Climate: where are we?

The first thing we need to remember when we talk about climate change is that it all depends on the climate: agriculture, health, commerce, infrastructure safety, the functioning of social life. The development of human civilization, from promiscuous hunter-gatherers to people fighting on Twitter, was allowed by a stable and predictable climate windowwhich allowed us to produce food, choose well where to build cities, find the resources for our technological advancement and, in fact, argue on Twitter.

Now that stable climate is gone: a few decades ago we realized that the Earth is warming and that it has started to do so since the industrial revolution. In 2021 Syukuro Manabe and Klaus Hasselmann they won the Nobel Prize in Physics precisely for the discoveries that opened our eyes to the issue. The main cause of the connection between the industrial revolution and global warming are fossil fuels: our economy is based on consuming energy sources such as coal, gas and oil. To be used, they must be burned, having burned them for two centuries has compromised the climate. This is the basis of the speechthe reason why environmentalists are angry and terrified, especially when they are young: the less old you are, the more you are faced with this complication to deal with.

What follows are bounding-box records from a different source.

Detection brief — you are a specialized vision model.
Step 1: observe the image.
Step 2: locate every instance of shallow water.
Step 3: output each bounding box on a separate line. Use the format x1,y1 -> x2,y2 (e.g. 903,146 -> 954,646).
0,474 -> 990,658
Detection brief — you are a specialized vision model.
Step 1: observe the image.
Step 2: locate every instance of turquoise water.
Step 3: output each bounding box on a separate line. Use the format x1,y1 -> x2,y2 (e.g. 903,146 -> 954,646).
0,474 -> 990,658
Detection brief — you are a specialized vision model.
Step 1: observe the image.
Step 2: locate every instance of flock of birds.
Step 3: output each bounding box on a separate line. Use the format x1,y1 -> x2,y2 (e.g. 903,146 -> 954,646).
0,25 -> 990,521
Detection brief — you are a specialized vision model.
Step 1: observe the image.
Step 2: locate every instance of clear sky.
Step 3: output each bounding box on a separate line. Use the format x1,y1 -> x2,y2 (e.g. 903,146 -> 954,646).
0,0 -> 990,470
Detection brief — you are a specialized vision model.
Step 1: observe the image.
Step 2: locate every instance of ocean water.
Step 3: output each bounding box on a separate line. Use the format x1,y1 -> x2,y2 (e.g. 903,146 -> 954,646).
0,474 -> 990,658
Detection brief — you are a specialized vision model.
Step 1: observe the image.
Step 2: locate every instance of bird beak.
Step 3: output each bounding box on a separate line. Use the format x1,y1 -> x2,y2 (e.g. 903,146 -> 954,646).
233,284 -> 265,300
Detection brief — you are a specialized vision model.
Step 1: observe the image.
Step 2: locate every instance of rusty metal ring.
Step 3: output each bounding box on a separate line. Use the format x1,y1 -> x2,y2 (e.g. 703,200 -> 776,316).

So where are we at? Climate science tells us that the Earth is 1.1 ° C warmer today than in the pre-industrial era. This is a global average, it means that there are places in the world where it is already hotter than that. For example, the Arctic, which warms up faster and where there may be no sea ice in the early summer. Or the countries in the Mediterranean basin, where you probably live too, one of the most climatically sensitive places on the planetand this winter’s drought proved it.

How warm can the world still be? It depends on us. The safety threshold is 1.5 ° C by the end of the century, if we managed not to exceed it we would be quite calm. The maximum threshold, beyond which the Earth really becomes a dangerous place, is 2 ° C. Above 2 ° C: very bad. These two temperatures are also the parameters established by the Paris Agreement of 2015, when all the governments of the Earth agreed to do everything possible to contain the temperature increase to well below 2 ° C and as much as possible close to 1.5 ° C.

In short, we know that the fever is growing and that it will grow again, how much it will grow depends on our political, diplomatic and social capacity to change the way the world works. The good news is that – as Gene Wilder said in Frankenstein jr. – it can be done, it really can, still be done. This year they came out the three new IPCC reports. The IPCC is the UN agency that deals with synthesizing climate science: in every corner of the globe, from the Italian glaciers (which are disappearing) to the Pacific Ocean, universities and research institutes are making models, analyzes, experiments, to better understand the situation, which crosses practically every scientific sector, from physics to geology. We needed a group of experts to bring all this information together and offer it to policy makers and citizens in a clear and understandable way: this is what we are talking about when we talk about the IPCC. Cyclically, the IPCC working groups publish these long and detailed summaries, which essentially answer two questions. How close we are to the chasm, and what can we do to get away from it.

The latest round of IPCC reports came out between the summer of 2021 and the beginning of April 2022. They are thousands of pages of research to read, but we can summarize them in four very easy words, ten letters in all: now or never. Global warming is certain, as it is certain it is caused by humans, as it is certain that it is already causing damage and victims, as it is certain that already half of humanity is today in physical, economic, social and health danger due to this unstable climate. We are in full crisis. But this trend may have changed. The third part of the IPCC report is the most beautiful, because it talks about mitigation, therefore of solutions: they are the homework for politics and governments. The key appointment to deliver them is for 2030, in just under eight years.

To get away from the abyss, we need to cut the emissions of gases that warm the planet by half. The excellent news is that the technology to do this already existswe do not need amazing discoveries, and above all that it is convenient: the energy transition is not only the right thing to do so that children, grandchildren and great-grandchildren do not have to be terrified by the weather forecast, but it is also something that allows us to save money. Solar, wind and hydroelectric energy is already cheaper than that produced by gas (Russian but also American or African) and coal.

The neck of the bottle is not so much technological or financial but political, says the IPCC: Those in power are not yet addressing the situation for what it is, the most serious threat to human life ever. We treat it as a future and distant problem, instead it is near and present. It can be faced, as long as you accept and visualize it. To stay in the metaphor of the film Don’t Look Upwe accept the concerned advice of Leonardo DiCaprio and Jennifer Lawrence e let’s look at that damn comet.